Dabdoub Giacomán indicó que entre lo malo se enlista, “por ejemplo, esta falta de protección del Estado hacia las familias mexicanas, o por ejemplo, en el caso del transporte, tendría que haber un sistema de transporte urbano ya que 80 por ciento lo utiliza de tal manera que los padres hagan menos tiempo y lo hagan de manera más cómoda para que no lleguen fastidiados a la casa”, pues reconoció que existe desatención de los padres hacia los hijos producto de las condiciones económicas de las familias que obligan a ambos progenitores a trabajar, a lo que no abonan las condiciones laborales y de movilidad, por citar algunos aspectos.
También ahondó en que entre lo malo está educar a los menores con base en una “ideología de género”, hablando de la diversidad sexual, al igual que de salud sexual, y condenó que exista una cartilla de derechos sexuales pues “no existen” tales derechos.
No obstante responsabilizó al Estado de la alta incidencia de embarazos en adolescentes.
“Hay una cartilla de derechos sexuales para adolescentes y jóvenes, y yo quiero que ustedes sepan que no existe ningún tratado internacional sobre derechos humanos, ni uno sólo que hable sobre derechos sexuales; no existen los derechos sexuales, es un invento del Gobierno mexicano, los copió de otro lado pero no de los tratados internacionales de derechos humanos. Los adultos no tenemos derechos sexuales, mucho menos los niños”.
Sobre el matrimonio igualitario, señaló que más allá de oponerse a la unión entre personas del mismo sexo, rechazan que a partir de que se reconozca se enseñe a los niños esa disposición o alternativa como algo normal.
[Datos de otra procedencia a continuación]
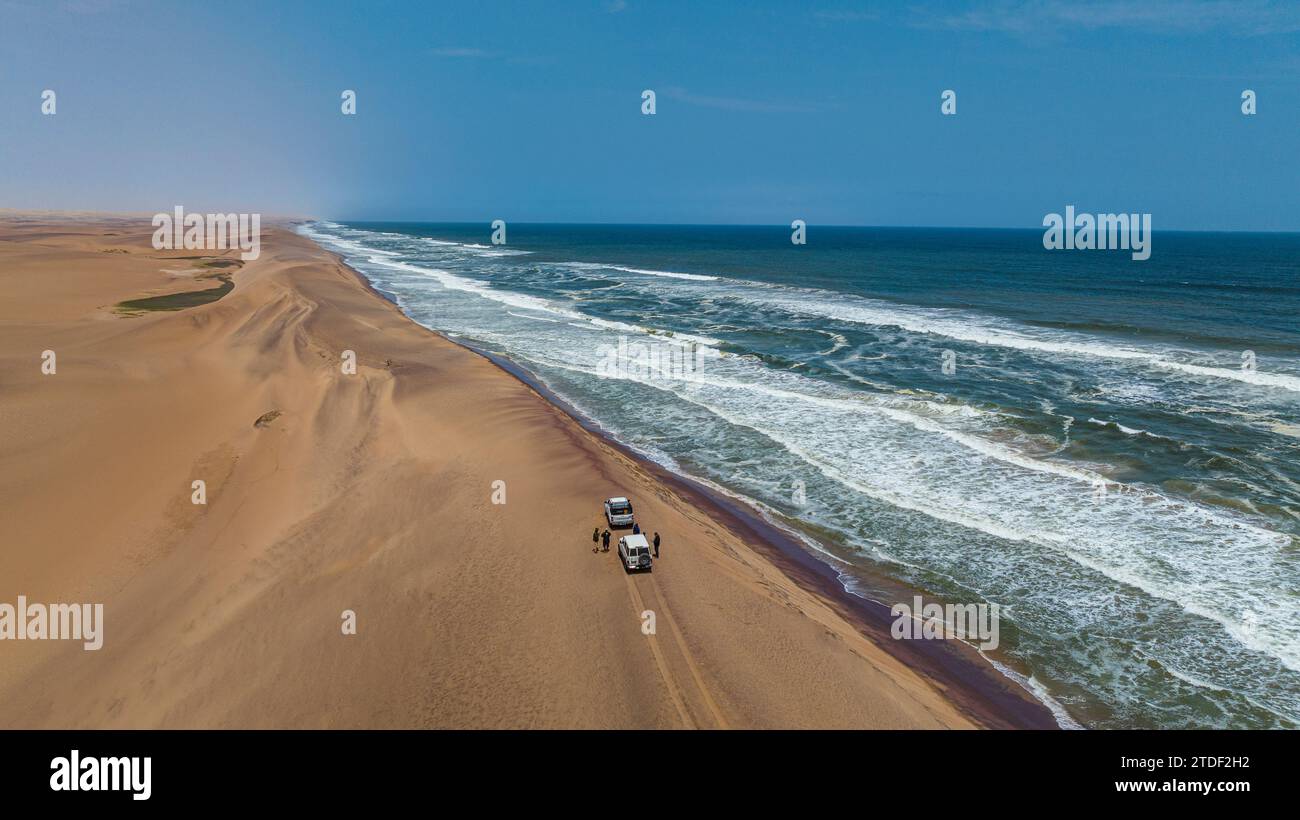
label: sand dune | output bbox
[0,217,975,728]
“Siendo simplistas la ley prácticamente protege lo bueno y prohíbe lo malo, ¿no?, entonces si el Estado establece que las relaciones homosexuales son buenas y por eso las tutela porque es un bien público, porque a la sociedad le conviene que haya matrimonios entre personas del mismo sexo, eso implica entonces que nuestros hijos van a tener que ser educados con ese enfoque de vida, ¿por qué?, porque es un bien al que ellos van a tener derecho a acceder y por tanto van a conocer todas las alternativas de vida a las que puedan aspirar.
Y ahí nosotros decimos: ‘Bueno, mira, tu forma de vida es la tuya, la respeto, pero nosotros tenemos otra forma de vivir la vida, y también pedimos que se nos respete. No se pueden otorgar derechos a costa de pasar sobre los derechos de los demás”, dijo Juan Dabdoub.
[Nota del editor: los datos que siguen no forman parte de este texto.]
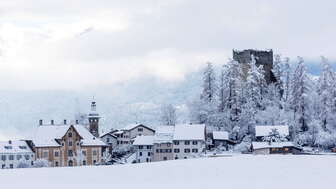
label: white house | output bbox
[0,140,35,169]
[255,125,289,141]
[153,126,175,161]
[133,136,154,163]
[212,131,235,150]
[100,131,118,154]
[173,124,205,159]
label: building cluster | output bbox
[0,99,300,169]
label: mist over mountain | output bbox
[0,61,336,140]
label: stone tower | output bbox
[88,101,100,137]
[233,49,276,84]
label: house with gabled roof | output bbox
[113,124,155,147]
[0,140,35,169]
[173,124,206,159]
[133,136,154,163]
[212,131,236,150]
[33,121,106,167]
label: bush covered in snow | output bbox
[17,160,31,168]
[33,159,49,168]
Mencionó que hasta el momento sólo cinco Estados del país han reconocido el matrimonio igualitario, lo que –aseveró– no es una obligación de los legisladores de las diferentes entidades federativas, a pesar de que la Suprema Corte de Justicia de la Nación haya emitido una jurisprudencia en el sentido de que es inconstitucional negar dicha unión.
“Sabemos que hay una jurisprudencia de la Suprema Corte, que es una jurisprudencia que obliga solamente a los jueces, no obliga al Estado, no obliga a los legisladores, y que en todo caso ahí lo que (se) tendría que buscar es un mecanismo donde ellos se sientan protegidos otra vez sin que nos veamos afectados nosotros”.
Finalmente, ante pregunta expresa, dijo a Página 24 que el Consejo Nacional de la Familia “no recibe instrucciones de ninguna Iglesia y de ningún partido político, de ninguno”, y aseguró que la organización es únicamente financiada por la sociedad civil.